Quando late, Bunker sempre dá três latidos. Sempre em sequência e para. Depois volta, au-au-au. Eu não entendo este cachorro. Às vezes preferia não mais tê-lo. Mas confesso que nos meus piores momentos ele é meu melhor companheiro. Já nos melhores ele bem que me atrapalha na maioria das vezes. Sobretudo quando quero dormir – um dos meus momentos favoritos – e ele se põe a uivar na rádio-cão do bairro às três e quarenta e sete da manhã. Creio às vezes que ele se confunda com um galo, ou antes um lobo. Eu não sei. Pode ser mera coincidência. Ou mesmo que ele faça isso por determinação a prejudicar meu descanso. Mas o fato é que ele o faz. Percebo que se trata de uma rotina. Mesmo quando me dou ao direito ao sono da tarde, ele se põe aos uivos. Que são esses uivos? O que são esses gritos? O que os cães estão dizendo quando respondem a outro longínquo chamado? São de fato gritos da rouquidão que vão se tornando mais agudos e reparo um lamento nas últimas notas que desmaiam em uma súplica que me parece... saudades?
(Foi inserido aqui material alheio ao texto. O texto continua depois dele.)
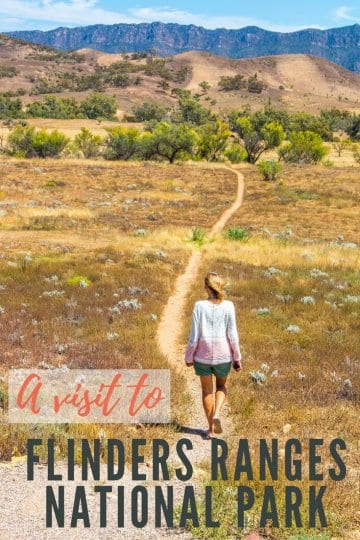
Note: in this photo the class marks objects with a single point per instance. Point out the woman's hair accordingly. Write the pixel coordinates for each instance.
(216, 284)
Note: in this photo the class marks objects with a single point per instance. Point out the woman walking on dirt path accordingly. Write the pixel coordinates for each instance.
(213, 347)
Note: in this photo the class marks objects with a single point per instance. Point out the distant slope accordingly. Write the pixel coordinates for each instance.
(294, 82)
(340, 45)
(297, 73)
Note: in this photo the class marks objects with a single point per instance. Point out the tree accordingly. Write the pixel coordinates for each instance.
(257, 141)
(236, 153)
(254, 85)
(173, 141)
(269, 169)
(163, 85)
(98, 105)
(205, 86)
(88, 143)
(353, 129)
(121, 143)
(340, 145)
(213, 139)
(10, 108)
(304, 147)
(27, 142)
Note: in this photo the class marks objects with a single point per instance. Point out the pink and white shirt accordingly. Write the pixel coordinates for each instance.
(213, 336)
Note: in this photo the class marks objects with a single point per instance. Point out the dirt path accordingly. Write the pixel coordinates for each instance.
(22, 515)
(170, 328)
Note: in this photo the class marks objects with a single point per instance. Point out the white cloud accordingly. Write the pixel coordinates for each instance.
(185, 17)
(346, 13)
(47, 14)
E Bunker então aparece em minha vida para me lembrar da melancolia com seus gritos e me apoiar quando estou nela. Sou mais saudoso com ele por perto. E me basta finalizar lembrando que Bunker não pega e traz gravetos, não vem quando eu assobio, adora gatos e de uns tempos para cá passou a se alimentar de moscas e baratas com mais frequência. No todo ele me irrita e parece saber disso. Que seja, eu não me importo. Bunker é um bom companheiro.